We consider these two situations simultaneously. Here we have two triangles, one obtuse and the other acute. In each case, let the length of the longest side be $c$. In each case, we drop the altitude from vertex $B$ to side $\overline{AC}$. In the obtuse triangle, this falls outside the triangle; in the acute triangle, it falls inside the triangle. In the figure below, drag point $B$ to change $\triangle ABC$ into an acute, right, and obtuse triangle. Note the relationship between $a^2+b^2$ and $c^2$.

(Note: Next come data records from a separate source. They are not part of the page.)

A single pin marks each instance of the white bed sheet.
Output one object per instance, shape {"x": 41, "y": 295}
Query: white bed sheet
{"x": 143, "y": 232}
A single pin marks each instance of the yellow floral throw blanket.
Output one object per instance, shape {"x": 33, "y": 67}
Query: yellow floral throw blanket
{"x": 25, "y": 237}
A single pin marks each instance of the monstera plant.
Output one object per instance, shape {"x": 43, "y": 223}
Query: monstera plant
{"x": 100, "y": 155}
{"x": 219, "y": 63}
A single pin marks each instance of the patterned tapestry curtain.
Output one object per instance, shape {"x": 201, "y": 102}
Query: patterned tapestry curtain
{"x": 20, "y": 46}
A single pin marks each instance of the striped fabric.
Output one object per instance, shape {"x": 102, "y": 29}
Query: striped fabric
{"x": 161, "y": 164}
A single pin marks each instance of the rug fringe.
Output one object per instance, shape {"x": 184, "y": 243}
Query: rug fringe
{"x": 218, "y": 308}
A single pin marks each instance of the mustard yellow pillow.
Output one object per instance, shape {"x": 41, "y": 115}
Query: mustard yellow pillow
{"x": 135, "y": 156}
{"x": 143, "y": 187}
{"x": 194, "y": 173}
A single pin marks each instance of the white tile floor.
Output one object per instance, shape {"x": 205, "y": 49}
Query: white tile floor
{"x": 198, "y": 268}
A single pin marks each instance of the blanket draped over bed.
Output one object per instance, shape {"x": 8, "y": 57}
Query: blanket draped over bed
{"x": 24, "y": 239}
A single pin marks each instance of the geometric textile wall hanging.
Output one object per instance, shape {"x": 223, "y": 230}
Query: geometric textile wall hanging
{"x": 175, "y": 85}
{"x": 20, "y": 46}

We now use the Pythagorean Theorem in each case to compute $c^2$. We arrange our work with the obtuse case on the left and the acute case on the right.
\begin{align} c^2&=(b+x)^2+h^2\\ &=b^2+2bx+x^2+b^2\\ &=b^2+(x^2+h^2)+2bx\\ &=b^2+a^2+2bx \end{align} |
\begin{align} c^2&=(b-x)^2+h^2\\ &=b^2-2bx+x^2+b^2\\ &=b^2+(x^2+h^2)-2bx\\ &=b^2+a^2-2bx \end{align} |
On the left, $c^2=a^2+b^2+(\text{ something extra })$, so
$c^2>a^2+b^2$.
On the right, $c^2=a^2+b^2-(\text{ something extra })$, so $c^2<a^2+b^2$.
On the right, $c^2=a^2+b^2-(\text{ something extra })$, so $c^2<a^2+b^2$.
Along with the Pythagorean Theorem, this gives us three non-overlapping situations.
Acute Triangles: Square of longest side is less than the sum of squares of the other two sides
Right Triangles: Square of longest side is equal to the sum of squares of the other two sides
Obtuse Triangles: Square of longest side is greater than the sum of squares of other two sides
Since this exhausts all the possibilities, we can use the results the other way around.
Example: Consider a triangle with sides 5, 7, and 10. Is this triangle acute, right, or obtuse?
Solution: Since $10^2>5^2+7^2$, the triangle must be obtuse.